晴れ。カイツブリ、カワウ、コサギ、ダイサギ、アオサギ、コガモ、ミコアイサ、トビ、オオタカ、ハイタカ、ノスリ、チョウゲンボウ、イカルチドリ、セグロカモメ、キジバト、ヒメアマツバメ、カワセミ、ハクセキレイ、セグロセキレイ、タヒバリ、ヒヨドリ、モズ、ウグイス、エナガ、ホオジロ、アオジ、スズメ、カワラヒワ、ムクドリ、シジュウカラ、ハシボソガラス、ハシブトガラス、ドバト、ガビチョウ。

 

1月28日 大丸堰周辺

快晴、北風強し。
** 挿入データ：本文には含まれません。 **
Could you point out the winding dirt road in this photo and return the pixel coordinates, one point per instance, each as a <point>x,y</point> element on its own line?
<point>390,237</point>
カイツブリ、カワウ、コサギ、ダイサギ、アオサギ、コガモ、ミコアイサ、トビ、オオタカ、ハイタカ、ノスリ、ハヤブサ、チョウゲンボウ、セグロカモメ、カワセミ、コゲラ、ヒバリ、ハクセキレイ、タヒバリ、ヒヨドリ、アオジ、スズメ、カワラヒワ、ムクドリ、シジュウカラ、ハシボソガラス、ハシブトガラス、ドバト。